Third, to think that they are not usually found in Canada "because it's too cold" is completely false. The Southern part of Canada is hot in the summer. I live about 4 hours east of Vancouver, BC (in Canada) and in the summer, our temperatures run at up to 40° celcius from June through August. That's almost 110° farenheit for you Americans. So we absolutely do get plenty hot in the summer, hot enough to have plenty of black widows around. (What I don't understand is why most of Americans I've met seem to believe that the second they step over the border into Canada, they're going to be up to their armpits in snow, with igloos everywhere. Even if it is the middle of the summer. We have normal houses and subdevelopments like everyone else, and I've never even seen an igloo! For BC, think Washington State.)..... but I digress....

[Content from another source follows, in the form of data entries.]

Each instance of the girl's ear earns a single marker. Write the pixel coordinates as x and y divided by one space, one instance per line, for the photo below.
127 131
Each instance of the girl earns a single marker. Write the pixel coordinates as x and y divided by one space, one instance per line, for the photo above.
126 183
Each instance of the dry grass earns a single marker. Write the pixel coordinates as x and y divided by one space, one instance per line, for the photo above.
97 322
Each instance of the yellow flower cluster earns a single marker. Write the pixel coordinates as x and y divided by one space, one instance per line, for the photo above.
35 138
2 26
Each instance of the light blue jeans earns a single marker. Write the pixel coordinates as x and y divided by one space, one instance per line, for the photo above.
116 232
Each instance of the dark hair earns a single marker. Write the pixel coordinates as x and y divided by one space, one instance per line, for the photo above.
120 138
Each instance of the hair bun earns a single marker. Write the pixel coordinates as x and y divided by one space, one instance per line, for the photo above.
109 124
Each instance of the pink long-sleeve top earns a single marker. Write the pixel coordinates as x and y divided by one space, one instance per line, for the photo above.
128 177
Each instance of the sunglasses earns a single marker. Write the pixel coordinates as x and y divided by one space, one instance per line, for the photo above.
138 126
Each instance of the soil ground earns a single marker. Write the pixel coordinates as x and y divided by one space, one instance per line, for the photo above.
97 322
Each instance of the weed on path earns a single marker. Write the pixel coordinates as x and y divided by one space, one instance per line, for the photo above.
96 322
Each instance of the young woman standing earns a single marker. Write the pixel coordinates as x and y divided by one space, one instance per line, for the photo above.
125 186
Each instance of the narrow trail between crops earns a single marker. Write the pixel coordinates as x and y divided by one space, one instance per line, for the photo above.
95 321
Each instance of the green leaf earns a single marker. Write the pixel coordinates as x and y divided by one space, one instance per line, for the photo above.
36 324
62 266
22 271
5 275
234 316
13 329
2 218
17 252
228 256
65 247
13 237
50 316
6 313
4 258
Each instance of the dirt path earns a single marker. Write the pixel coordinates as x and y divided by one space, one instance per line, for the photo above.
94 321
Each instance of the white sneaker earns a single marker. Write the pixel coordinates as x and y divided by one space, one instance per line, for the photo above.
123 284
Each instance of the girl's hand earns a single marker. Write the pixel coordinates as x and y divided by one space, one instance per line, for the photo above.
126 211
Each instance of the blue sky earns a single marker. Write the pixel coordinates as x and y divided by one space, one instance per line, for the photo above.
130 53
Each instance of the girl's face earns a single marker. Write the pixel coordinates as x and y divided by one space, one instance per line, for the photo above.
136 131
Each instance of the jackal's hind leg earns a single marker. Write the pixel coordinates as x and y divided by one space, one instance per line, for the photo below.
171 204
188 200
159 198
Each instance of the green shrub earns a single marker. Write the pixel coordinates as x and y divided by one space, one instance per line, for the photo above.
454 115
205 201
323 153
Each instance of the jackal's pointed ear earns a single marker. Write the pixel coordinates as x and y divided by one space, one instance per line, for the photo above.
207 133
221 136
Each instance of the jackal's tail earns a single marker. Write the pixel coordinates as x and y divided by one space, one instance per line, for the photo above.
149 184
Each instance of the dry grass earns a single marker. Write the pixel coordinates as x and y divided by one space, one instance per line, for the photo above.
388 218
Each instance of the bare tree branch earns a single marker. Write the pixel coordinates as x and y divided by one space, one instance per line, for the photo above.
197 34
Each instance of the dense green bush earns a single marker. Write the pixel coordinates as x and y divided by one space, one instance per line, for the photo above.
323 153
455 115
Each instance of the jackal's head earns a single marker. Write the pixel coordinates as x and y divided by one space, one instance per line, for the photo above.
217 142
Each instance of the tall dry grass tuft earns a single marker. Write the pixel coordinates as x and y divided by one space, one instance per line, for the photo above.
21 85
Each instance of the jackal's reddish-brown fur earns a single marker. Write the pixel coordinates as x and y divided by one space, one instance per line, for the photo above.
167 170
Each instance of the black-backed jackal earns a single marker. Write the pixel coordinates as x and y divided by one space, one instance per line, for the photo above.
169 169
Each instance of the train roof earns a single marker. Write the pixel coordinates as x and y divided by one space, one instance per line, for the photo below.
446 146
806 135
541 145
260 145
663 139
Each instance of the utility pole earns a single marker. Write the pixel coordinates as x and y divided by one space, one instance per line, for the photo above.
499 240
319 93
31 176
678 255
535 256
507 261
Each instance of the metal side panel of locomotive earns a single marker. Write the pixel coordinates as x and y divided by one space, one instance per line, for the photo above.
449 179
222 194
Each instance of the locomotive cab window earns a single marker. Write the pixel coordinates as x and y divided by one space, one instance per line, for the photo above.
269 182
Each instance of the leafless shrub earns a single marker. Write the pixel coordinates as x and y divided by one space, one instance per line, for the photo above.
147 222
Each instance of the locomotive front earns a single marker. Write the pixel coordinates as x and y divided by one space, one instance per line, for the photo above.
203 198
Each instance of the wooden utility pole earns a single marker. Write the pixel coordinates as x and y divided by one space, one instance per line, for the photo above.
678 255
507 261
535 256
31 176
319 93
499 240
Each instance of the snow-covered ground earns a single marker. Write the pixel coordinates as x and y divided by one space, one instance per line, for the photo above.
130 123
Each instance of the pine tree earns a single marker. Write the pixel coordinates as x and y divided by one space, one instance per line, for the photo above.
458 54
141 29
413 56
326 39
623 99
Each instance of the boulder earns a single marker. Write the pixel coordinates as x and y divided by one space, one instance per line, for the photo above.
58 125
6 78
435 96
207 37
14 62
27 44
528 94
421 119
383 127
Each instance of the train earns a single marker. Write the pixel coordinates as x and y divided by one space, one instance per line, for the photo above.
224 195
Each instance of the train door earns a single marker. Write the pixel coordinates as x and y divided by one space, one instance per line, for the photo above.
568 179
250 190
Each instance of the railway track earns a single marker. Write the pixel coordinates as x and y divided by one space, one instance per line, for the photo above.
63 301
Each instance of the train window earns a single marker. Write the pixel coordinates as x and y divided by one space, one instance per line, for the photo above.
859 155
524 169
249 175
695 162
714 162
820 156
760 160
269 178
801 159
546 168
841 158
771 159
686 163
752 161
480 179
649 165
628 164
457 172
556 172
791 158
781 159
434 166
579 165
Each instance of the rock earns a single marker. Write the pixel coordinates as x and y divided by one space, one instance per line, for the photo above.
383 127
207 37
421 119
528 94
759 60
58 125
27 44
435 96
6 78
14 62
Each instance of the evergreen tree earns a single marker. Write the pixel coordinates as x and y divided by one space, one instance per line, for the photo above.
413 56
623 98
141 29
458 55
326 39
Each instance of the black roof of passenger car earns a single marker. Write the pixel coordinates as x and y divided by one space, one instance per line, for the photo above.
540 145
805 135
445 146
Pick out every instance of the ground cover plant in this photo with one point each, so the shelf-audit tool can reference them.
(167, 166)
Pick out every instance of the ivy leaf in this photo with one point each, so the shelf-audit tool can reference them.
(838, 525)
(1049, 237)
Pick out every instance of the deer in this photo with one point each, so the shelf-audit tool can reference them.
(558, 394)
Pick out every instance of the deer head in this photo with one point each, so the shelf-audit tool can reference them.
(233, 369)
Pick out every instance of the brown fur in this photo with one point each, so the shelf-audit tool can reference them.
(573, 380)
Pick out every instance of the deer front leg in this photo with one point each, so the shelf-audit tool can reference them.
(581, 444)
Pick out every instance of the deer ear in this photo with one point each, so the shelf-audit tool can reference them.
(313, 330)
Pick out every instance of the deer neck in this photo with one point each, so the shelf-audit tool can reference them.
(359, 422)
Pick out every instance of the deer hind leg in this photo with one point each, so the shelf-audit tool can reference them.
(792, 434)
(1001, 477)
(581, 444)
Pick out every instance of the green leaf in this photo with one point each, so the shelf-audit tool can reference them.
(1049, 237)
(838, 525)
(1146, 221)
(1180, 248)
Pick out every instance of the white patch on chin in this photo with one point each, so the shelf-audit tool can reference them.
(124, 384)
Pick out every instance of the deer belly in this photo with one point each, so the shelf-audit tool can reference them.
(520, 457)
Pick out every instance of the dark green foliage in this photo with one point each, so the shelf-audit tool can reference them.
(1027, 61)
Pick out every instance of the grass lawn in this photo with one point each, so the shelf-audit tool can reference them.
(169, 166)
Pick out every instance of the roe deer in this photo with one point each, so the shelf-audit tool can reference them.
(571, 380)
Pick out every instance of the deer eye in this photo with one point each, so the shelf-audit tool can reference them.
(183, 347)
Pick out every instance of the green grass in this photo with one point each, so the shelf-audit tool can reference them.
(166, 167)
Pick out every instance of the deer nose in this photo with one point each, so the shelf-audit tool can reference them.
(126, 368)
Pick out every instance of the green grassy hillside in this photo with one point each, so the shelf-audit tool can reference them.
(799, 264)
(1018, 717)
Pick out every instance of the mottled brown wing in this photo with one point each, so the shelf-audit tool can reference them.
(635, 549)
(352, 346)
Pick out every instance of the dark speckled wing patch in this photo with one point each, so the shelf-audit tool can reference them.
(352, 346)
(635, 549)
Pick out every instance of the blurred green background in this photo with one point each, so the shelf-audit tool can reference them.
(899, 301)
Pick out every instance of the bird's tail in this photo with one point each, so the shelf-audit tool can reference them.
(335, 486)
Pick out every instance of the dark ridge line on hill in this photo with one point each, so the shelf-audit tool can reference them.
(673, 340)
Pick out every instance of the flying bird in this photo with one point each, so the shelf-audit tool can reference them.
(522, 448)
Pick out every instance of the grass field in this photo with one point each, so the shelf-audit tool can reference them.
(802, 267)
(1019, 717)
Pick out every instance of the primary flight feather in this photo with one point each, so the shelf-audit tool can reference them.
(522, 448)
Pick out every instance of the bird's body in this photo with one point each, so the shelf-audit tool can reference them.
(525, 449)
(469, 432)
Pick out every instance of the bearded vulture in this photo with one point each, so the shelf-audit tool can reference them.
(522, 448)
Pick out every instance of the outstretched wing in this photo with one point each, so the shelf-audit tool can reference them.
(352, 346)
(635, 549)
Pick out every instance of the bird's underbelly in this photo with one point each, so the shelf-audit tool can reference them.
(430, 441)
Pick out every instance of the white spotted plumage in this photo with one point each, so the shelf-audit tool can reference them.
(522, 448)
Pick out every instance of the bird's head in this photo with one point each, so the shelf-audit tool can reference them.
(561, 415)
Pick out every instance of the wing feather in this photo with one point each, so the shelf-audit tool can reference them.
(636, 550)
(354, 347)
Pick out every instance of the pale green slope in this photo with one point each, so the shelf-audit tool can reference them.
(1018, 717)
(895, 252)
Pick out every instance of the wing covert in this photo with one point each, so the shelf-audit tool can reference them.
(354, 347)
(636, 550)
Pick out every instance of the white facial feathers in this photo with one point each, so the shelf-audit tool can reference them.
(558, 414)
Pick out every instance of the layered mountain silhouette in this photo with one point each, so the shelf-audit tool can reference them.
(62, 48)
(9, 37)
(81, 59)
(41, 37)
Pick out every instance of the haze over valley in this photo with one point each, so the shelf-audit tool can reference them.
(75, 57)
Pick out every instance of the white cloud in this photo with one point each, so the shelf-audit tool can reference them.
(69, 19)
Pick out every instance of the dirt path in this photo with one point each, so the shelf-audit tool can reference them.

My point is that it is plenty hot enough for black widow spiders to thrive here in Canada. I've had them in the yard of every single home I've ever lived in for my entire life. Unfortunately, my current yard is also infested with them. For the last 2 months, both July and August, I have been battling them and killing as many as I see. We have a 6 year old child in our home and I am well aware that the bite from a black widow could easily kill her. So I've been struggling to keep on top of it. She knows not to go near the webs and if she sees a widow, not to go near it, but come and get me. At one point this summer, she was walking on a ledge next to our air conditioning unit and her leg actually brushed a female widow that was making it's way from one place to another. I yanked her off the ledge so hard and fast I nearly dislocated her arm! She managed to not get bit, and I managed to squash it with my shoe. Over the last 2 months I've killed 17 large female widows, and 7 males. I also killed about a hundred babies that had hatched at one point by using a spider killing spray, and I drowned about 9 egg sacks as well. My husband says I'm never going to kill them all, and I know he's right, but it still makes me feel a little better knowing that's one less black widow that could potentially bite and kill my child.

The article was good. But perhaps you need to check your facts out a little more thoroughly before making grand statements.